Voice Warrior
I tease my husband because he makes up words. They are close to the real thing but not really the real thing. He’ll say “alloy” instead of aloe or “chimsy” instead of chintzy. But I absolutely love this about him. I love that he has his own vocabulary, his own unique way of being. It inspires me to come up with my own.
The vocabulary we speak tells us a lot about who we really are. What our lives are about. The words we speak over and over are really the descriptors, or tags, that tell other people all about us. What we like, what we hate, our attitude. We become transparent through our chosen vocabulary.
I think of mine not so much in words, but in actions. I tend to be shy and reserved and a pushover, so my new vocabulary is telling people what I love about them, or saying “no” when I really don’t want to do something. I’m really trying to be a voice warrior. I’m trying to have as little discrepancy as possible between what I feel and what I actually do. I’m learning it’s OK to set boundaries, that I don’t have to do everything for everyone in order to be loved. Why is that so hard to do? These are my things I need to learn.
“You are what you do, not what you say you’ll do.” – Carl Jung
That’s like a parent saying do what I say not what I do. It’s hard work correlating the two. What we’re trying to find is the balance.

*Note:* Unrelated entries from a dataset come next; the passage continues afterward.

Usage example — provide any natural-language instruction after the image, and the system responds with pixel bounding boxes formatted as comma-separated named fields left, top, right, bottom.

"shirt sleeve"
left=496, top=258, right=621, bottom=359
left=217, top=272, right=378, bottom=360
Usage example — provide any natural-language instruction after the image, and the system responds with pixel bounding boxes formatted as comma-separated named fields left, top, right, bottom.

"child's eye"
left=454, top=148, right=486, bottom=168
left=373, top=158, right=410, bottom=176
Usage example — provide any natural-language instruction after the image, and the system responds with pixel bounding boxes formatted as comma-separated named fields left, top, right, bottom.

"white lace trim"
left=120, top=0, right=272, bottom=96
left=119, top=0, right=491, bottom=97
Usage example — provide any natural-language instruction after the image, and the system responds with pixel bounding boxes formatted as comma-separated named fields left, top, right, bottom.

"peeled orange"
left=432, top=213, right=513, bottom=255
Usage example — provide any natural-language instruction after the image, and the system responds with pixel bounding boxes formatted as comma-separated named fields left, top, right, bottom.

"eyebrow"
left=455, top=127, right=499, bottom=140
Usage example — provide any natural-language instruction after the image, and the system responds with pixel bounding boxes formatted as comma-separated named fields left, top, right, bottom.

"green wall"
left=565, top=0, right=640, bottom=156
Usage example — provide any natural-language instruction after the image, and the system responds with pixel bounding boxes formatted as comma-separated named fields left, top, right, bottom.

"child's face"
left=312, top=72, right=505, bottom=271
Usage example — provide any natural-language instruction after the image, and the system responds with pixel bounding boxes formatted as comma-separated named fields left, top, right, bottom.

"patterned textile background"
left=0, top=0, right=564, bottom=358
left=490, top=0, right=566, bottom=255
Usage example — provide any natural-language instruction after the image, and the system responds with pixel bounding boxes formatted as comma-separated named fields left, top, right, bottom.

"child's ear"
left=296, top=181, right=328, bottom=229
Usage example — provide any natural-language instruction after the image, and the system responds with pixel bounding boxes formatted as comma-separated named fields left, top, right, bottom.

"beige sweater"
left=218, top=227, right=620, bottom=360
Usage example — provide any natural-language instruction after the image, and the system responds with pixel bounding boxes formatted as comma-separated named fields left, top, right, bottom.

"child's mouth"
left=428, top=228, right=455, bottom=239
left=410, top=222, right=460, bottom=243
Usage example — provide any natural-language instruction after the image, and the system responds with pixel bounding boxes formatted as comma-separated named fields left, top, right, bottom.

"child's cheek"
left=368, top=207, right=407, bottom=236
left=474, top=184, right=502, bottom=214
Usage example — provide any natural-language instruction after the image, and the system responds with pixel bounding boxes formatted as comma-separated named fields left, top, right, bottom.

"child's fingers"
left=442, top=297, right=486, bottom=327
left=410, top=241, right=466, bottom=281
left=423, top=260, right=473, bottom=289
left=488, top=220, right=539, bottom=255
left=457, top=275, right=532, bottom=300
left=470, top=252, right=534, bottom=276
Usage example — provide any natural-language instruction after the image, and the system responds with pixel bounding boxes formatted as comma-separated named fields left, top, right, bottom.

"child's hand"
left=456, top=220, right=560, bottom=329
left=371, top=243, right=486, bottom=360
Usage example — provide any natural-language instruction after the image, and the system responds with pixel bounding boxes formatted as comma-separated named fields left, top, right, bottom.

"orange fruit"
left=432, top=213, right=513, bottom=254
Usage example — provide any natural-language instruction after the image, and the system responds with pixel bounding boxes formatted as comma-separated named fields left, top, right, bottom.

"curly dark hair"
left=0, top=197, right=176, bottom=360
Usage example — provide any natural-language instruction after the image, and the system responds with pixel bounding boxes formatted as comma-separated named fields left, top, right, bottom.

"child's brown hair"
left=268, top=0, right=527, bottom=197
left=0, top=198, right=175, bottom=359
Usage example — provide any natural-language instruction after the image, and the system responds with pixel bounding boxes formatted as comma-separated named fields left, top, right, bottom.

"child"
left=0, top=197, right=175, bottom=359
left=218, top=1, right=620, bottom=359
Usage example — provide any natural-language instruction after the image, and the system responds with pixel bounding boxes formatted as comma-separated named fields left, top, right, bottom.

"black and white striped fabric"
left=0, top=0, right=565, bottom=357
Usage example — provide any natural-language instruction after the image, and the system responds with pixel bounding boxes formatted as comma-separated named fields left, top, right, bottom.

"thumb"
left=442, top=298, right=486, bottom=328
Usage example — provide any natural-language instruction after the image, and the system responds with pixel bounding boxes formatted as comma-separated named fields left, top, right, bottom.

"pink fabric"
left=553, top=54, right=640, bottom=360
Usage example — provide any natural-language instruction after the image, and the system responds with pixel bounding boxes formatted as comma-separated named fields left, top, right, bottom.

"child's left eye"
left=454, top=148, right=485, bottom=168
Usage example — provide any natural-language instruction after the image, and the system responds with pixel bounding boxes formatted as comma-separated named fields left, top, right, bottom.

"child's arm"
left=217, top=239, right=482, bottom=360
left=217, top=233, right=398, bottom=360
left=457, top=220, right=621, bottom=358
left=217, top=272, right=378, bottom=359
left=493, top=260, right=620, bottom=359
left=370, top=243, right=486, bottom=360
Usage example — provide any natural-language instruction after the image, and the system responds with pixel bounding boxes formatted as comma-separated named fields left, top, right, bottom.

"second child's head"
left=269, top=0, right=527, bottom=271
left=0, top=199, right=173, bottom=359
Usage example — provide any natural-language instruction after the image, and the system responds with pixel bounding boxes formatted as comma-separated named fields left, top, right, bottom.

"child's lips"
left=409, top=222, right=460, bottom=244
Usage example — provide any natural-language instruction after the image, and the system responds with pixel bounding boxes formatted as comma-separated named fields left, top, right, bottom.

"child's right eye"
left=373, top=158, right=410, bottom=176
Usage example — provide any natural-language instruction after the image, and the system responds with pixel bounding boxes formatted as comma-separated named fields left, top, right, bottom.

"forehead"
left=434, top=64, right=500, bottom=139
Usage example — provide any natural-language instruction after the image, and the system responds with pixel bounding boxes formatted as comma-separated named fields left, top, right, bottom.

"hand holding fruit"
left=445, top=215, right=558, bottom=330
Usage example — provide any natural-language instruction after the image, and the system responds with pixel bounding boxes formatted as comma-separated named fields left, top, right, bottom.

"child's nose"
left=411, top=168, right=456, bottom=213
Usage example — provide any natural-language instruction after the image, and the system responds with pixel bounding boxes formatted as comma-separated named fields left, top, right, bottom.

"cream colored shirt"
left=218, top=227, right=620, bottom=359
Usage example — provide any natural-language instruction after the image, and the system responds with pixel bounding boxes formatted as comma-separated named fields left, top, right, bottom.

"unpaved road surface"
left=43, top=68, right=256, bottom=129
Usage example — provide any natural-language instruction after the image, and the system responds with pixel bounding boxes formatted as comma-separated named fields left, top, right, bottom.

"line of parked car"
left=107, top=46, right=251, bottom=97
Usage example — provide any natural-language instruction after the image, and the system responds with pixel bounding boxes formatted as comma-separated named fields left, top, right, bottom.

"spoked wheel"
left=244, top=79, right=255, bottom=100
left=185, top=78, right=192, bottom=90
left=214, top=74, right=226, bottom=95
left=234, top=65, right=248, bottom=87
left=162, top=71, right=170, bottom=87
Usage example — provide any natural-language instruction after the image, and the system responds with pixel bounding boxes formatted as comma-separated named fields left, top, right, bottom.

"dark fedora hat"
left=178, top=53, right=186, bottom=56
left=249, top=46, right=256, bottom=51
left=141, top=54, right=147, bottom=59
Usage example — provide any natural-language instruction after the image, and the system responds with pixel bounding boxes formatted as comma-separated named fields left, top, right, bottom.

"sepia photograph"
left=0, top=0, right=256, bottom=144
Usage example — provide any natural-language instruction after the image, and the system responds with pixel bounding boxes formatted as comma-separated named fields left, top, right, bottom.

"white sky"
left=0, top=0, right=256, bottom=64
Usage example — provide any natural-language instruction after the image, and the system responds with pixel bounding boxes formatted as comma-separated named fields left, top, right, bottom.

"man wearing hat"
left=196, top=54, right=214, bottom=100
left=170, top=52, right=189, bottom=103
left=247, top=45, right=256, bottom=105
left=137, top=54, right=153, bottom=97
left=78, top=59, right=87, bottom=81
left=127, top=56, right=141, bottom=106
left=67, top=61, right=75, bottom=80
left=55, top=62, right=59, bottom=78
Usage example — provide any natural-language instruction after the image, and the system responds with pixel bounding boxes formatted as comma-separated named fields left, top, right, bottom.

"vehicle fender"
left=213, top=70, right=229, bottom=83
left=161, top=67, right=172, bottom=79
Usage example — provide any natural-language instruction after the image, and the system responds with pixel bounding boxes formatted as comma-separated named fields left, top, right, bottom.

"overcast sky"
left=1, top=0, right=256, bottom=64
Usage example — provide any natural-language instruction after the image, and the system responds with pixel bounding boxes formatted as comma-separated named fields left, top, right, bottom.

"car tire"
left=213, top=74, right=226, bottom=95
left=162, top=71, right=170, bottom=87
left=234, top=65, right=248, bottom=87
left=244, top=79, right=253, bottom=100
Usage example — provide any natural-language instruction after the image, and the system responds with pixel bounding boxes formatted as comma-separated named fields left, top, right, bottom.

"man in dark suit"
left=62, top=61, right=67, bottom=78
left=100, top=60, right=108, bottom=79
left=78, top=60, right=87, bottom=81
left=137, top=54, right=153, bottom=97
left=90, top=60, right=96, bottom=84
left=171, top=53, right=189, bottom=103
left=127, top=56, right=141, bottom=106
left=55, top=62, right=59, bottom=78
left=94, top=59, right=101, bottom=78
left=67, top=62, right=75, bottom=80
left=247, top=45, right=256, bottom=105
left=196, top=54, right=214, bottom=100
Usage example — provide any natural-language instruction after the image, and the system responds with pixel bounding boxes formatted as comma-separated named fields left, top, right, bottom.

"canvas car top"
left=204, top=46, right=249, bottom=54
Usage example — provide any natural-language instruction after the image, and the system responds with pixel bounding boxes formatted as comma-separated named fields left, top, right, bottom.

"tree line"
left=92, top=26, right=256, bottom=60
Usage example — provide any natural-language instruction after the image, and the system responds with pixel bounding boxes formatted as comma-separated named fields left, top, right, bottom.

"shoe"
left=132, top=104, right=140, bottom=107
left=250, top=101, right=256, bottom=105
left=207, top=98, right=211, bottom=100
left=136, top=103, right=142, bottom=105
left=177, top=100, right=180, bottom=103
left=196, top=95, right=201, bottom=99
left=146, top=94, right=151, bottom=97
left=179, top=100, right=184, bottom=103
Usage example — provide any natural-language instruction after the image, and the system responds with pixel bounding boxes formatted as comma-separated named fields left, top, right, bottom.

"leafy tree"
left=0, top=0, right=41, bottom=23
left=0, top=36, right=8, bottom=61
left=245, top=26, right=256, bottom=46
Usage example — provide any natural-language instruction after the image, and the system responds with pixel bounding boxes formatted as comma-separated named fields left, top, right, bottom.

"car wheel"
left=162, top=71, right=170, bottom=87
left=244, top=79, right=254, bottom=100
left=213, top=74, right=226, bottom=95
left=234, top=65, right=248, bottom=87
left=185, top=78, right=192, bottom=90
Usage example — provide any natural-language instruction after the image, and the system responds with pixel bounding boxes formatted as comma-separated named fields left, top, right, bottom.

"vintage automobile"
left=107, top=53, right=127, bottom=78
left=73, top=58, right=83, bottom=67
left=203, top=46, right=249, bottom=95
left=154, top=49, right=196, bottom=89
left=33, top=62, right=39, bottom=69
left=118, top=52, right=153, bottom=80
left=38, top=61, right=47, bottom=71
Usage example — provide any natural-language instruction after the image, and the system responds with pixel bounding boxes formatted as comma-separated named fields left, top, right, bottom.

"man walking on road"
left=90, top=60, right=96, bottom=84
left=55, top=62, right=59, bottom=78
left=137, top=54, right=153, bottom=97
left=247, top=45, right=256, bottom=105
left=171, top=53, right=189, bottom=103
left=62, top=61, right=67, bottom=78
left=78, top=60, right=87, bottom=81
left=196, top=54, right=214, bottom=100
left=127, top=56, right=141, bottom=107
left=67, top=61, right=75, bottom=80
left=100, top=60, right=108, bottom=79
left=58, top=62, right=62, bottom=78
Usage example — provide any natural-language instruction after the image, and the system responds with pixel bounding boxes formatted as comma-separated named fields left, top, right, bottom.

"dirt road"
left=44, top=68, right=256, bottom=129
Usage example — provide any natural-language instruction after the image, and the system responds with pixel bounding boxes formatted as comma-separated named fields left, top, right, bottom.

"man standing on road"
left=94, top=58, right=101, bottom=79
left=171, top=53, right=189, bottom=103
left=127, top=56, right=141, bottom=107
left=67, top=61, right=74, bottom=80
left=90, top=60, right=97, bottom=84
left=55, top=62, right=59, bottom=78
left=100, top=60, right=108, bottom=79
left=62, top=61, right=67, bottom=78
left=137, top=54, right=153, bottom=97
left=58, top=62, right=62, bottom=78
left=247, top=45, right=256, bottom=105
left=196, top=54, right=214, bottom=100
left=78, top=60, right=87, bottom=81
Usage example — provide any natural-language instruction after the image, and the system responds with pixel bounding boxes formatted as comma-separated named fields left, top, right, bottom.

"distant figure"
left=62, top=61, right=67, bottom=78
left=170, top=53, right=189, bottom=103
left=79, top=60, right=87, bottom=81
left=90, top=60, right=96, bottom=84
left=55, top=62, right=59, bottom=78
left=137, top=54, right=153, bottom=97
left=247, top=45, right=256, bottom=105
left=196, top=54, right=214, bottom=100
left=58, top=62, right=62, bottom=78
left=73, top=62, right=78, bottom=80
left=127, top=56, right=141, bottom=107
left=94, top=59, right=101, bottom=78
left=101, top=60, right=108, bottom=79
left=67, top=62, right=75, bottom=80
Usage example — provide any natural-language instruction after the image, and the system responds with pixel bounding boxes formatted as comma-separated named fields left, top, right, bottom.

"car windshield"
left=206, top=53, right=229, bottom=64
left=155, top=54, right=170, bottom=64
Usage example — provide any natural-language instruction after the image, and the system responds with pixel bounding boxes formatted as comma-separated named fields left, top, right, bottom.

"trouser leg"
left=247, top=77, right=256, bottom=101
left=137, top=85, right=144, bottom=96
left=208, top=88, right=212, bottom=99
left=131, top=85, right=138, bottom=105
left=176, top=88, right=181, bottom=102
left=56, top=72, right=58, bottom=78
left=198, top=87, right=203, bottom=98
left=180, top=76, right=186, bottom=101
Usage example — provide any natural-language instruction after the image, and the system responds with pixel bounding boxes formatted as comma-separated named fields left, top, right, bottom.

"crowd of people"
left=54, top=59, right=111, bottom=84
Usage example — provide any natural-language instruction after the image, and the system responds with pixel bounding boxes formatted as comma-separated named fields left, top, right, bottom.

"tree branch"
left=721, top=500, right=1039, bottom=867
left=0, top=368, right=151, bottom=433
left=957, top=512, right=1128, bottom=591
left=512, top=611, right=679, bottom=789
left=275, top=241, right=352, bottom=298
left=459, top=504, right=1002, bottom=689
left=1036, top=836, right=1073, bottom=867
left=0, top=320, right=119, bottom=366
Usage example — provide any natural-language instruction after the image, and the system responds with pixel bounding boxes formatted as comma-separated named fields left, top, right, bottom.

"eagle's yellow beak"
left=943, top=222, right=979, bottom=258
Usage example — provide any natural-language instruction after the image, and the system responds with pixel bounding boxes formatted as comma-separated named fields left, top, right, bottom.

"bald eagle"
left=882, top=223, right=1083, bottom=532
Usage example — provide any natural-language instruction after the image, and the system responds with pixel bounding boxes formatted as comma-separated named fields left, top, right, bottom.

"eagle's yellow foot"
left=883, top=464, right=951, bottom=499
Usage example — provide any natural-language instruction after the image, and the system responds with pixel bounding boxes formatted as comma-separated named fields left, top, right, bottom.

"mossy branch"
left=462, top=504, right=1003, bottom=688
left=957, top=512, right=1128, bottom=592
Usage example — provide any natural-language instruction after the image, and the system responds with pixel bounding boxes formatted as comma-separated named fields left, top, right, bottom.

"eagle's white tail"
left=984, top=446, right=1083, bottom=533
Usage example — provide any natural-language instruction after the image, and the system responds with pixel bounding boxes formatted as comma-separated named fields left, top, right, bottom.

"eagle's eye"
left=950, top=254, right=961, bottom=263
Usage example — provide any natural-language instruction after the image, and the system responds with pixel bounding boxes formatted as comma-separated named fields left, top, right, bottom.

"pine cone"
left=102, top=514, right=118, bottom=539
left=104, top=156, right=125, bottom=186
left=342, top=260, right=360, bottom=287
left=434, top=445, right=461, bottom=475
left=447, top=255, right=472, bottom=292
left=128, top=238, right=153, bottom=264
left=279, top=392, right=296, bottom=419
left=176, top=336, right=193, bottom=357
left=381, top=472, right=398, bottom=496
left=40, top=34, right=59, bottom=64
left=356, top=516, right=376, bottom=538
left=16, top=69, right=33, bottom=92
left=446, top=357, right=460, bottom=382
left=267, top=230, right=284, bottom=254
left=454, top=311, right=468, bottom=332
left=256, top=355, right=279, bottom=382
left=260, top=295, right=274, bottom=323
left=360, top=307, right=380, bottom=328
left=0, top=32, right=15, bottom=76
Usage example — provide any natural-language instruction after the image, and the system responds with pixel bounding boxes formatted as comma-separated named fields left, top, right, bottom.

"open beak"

It’s also incredibly boring trying to fit in all the time. And honestly I’ve never really quite fit in anywhere. Developing a personal vocabulary leads to the authentic truth of ourselves. I like to think developing our own vocabulary is a direct path to those deeper places within that have been overlooked. Those places that define us and shape who we are.
Vocabulary has a profound meaning for our lives, whatever form it takes. Whether it’s a belly dancing class or growing asparagus, all of our chosen vocabulary are sign posts to who we really are. When we venture there we get the gift of becoming more of who we truly are. By speaking or living our true vocabulary we translate the reality of who we are into daily lives.
Although we do these things for ourselves, for our growth, it also enhances the lives of those around us. The happier we are, the happier we make other people. It’s a ripple effect. That’s just the side benefits of being true to yourself.
So what does your new vocabulary look like?